Duas grandes moedas são precursoras do Bitcoin. A primeira delas é o DigiCash, baseado no já mencionado David Chaum e seu sistema de Assinatura Cega. Ele é análogo com o sistema do voto secreto. Nele, as pessoas votam em uma cédula e repassam para uma pessoa que não sabe seu conteúdo, mas que reconhece a legitimidade da assinatura do lado de fora do envelope. Então, o voto é repassado para um contador de votos que, sem saber quem foi o emissor do voto, irá contar os votos um por um. Assim, nem o conteúdo do voto nem o próprio voto podem ser ligados a um eleitor individual.
Ela falhou por alguns dos seguintes motivos possíveis. David Chaum acreditava em direitos autorais e portanto não podia levar sua moeda tão longe quanto poderia em outro cenário, com a produção livre. Precisava de autenticadores que exerciam papel de terceiro confiável, preservava o sistema existente e era baseado em um CEO. Todas essas vulnerabilidades que não estão presentes no Bitcoin.
O E-gold por sua vez foi criado pela Gold & Silver Reserve, tendo assumido a forma de um ouro digital que teria emissão limitada e preço livre. A moeda falhou em grande parte por causa da pressão dos reguladores em cima da mesma, bem como da grande centralização em torno do seu modelo de negócio.
Essas falhas, vulnerabilidades, erros de governança não estão presentes no Bitcoin. Ele se manifesta como uma moeda forte, segura e descentralizada, que não depende da situação legal de um conjunto estático de indivíduos para ser usada. Nem Satoshi Nakamoto poderia parar o Bitcoin. Mas, alguns governos vão tentar.
Governos e a Contra-Ofensiva
O governo atua por meio de propaganda: ligando as criptomoedas a crimes como terrorismo, resgates e tráfico de seres humanos de uma maneira que faz com que esses crimes pareçam ser os usos predominantes.
Ele atua também com o Uso da Força: Como o próprio estado é uma força institucionalizada, esta é sua estratégia final em situações em que a obediência não pode ser obtida de outras maneiras. E as criptomoedas são irremediavelmente desobedientes.

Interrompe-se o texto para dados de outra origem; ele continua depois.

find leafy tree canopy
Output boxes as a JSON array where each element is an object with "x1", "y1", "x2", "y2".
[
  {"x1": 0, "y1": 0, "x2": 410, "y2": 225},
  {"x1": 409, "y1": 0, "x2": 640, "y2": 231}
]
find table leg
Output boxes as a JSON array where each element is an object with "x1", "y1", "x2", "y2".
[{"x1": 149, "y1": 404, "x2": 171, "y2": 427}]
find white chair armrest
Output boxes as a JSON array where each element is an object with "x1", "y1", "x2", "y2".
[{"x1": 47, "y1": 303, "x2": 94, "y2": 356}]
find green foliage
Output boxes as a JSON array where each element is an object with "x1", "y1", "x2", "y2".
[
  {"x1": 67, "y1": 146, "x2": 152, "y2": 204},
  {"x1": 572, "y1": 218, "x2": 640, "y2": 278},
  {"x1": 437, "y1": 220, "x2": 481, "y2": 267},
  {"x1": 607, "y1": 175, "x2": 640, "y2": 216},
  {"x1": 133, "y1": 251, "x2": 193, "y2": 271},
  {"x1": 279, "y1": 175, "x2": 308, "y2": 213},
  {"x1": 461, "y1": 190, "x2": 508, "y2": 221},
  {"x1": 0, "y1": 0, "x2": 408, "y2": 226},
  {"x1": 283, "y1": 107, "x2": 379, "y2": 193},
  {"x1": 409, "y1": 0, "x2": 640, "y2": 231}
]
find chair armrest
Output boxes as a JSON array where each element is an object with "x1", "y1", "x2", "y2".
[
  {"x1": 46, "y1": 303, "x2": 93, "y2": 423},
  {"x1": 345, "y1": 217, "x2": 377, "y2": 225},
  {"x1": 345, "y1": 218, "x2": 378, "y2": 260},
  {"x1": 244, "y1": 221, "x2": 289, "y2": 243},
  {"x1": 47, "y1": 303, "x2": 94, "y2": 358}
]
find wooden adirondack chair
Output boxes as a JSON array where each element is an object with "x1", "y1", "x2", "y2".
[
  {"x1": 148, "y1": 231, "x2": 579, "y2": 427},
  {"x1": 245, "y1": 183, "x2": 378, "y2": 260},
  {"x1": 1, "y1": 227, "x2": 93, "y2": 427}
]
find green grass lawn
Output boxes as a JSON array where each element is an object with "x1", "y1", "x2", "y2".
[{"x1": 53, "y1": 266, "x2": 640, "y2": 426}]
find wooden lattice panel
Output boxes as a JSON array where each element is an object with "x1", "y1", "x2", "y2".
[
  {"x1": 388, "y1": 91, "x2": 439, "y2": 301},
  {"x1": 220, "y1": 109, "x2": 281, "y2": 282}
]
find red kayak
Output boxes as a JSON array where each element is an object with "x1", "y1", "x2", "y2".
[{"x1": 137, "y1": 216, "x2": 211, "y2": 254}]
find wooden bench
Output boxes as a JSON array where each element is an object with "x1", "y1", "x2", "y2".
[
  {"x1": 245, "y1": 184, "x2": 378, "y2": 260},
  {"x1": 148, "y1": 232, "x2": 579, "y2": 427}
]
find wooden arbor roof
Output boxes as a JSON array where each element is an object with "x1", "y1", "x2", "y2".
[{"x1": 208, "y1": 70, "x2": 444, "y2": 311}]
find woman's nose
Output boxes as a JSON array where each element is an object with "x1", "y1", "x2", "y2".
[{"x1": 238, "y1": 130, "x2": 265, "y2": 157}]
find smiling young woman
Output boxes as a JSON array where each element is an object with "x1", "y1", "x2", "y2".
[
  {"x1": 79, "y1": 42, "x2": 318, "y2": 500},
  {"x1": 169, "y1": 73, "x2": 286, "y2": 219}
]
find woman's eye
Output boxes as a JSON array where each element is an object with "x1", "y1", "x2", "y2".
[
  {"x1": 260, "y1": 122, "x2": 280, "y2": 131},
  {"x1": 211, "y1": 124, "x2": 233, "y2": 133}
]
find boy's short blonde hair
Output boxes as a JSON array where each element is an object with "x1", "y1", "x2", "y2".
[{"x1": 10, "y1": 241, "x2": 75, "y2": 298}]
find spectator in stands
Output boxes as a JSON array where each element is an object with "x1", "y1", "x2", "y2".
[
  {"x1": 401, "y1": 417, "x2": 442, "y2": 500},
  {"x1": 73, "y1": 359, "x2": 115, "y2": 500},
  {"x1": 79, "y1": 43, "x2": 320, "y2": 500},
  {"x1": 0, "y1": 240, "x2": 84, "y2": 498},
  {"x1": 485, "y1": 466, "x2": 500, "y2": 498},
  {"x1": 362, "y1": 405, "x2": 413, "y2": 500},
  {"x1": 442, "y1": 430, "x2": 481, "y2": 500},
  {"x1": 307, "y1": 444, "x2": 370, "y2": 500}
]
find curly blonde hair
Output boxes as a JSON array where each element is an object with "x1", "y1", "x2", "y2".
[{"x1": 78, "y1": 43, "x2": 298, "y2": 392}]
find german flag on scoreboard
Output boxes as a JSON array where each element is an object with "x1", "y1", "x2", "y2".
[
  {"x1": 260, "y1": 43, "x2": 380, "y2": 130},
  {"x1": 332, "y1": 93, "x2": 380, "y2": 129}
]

Seus métodos são o saque, os acordos com os obedientes, a proteção dos obedientes contra os concorrentes, tentativas de transformar as criptomoedas em dinheiro fiduciário (El Salvador te lembra alguma coisa?) e o uso de uma moeda digital que não use blockchain, nas palavras de Wendy McElroy:
“Isso permitirá uma inflação lucrativa e que o estado rastreie todas as transações de volta para um usuário []. […]
[…] O conflito entre dinheiro privado e dinheiro fiduciário persistirá porque os dois têm dinâmicas fundamentalmente antagônicas que se ameaçam. Um dos principais campos de batalha será a opinião pública. Nesse campo de batalha, o maior desafio que o mundo cripto enfrenta é convencer um número suficiente de pessoas a simplesmente dizer “não”.
Todas essas tentativas serão em vão. A revolução que se aproxima é uma revolução silenciosa, de esperanças crescentes e de uma crença no indivíduo inabalável. Viver essa revolução é uma honra para os vivos do presente assim como presenciar o advento da internet foi uma honra para os vivos do passado. Qual será sua postura diante dessa Revolução?